„Eine Ameise kann zwar keine Hose anziehen, aber sie kann dich dazu bringen, deine auszuziehen.“ So lautet eines der Sprichwörter, die ein burkinischer Geschichtenerzähler in einem der Videos in der Ausstellung zum Besten gibt. Warum werden Lebensweisheiten häufig so verpackt? Welche Rolle spielen dabei Tiere? Und: Welche Wirkung hat es, wenn solches Wissen direkt weitergegeben wird, von Mensch zu Mensch in einer Erzählrunde, statt es für sich allein in einem Buch nachzulesen? Antworten auf diese und viele andere Fragen finden Besucher*innen der neuen Sonderausstellung „Hört, hört! Geschichten, Klänge und Wissen aus Burkina Faso. Und sie stellen schnell fest: Geschichtenerzählen ist etwas, was alle Menschen miteinander verbindet – ob in Westafrika oder hierzulande.

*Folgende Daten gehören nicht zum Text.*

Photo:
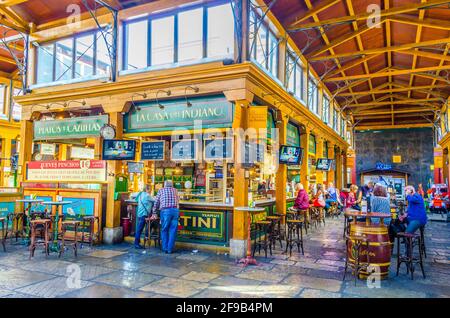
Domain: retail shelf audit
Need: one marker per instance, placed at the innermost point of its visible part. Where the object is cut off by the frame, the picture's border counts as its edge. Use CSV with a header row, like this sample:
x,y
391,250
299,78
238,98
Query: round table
x,y
29,203
58,204
249,260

Thema von „Hört, hört!“ ist die mündliche Weitergabe von Wissen. „Da wundert es nicht, dass in den Ausstellungsräumen wenig Text zu den gezeigten Videos und den anderen Dingen zu finden ist, die gezeigt werden“, sagt die Kuratorin Tatjana Dübbel. Stattdessen gehen die Besucher*innen mit Kopfhörern durch die Räume.

Zu atmosphärischen Klängen und der Tonspur aus den Videos können sie den Stimmen von Nebou und Amadou lauschen. Die beiden begleiten sie durch die Ausstellung. Sie erzählen gemeinsam, was ihnen zu den gezeigten Themen einfällt und liefern erklärende Hintergründe. Der Dolmetscher Amadou Sanou aus Hannover ist in Burkina Faso aufgewachsen, die Künstlerin und Kulturvermittlerin Nebou N’Diaye aus Hamburg ist Tochter eines burkinischen Vaters.

Die beiden gehören zum interkulturellen Beirat, der an der Konzeption der Ausstellung beteiligt war. Auch die Anglistin Ruby Edet aus Nigeria, die Kommunikationsdesigner*in Mawuto Dotou, aus Togo, der Trommelmeister Ibs Sallah aus Gambia und die Soziologin Helen Yogo aus Kamerun haben ihre jeweilige Expertise eingebracht.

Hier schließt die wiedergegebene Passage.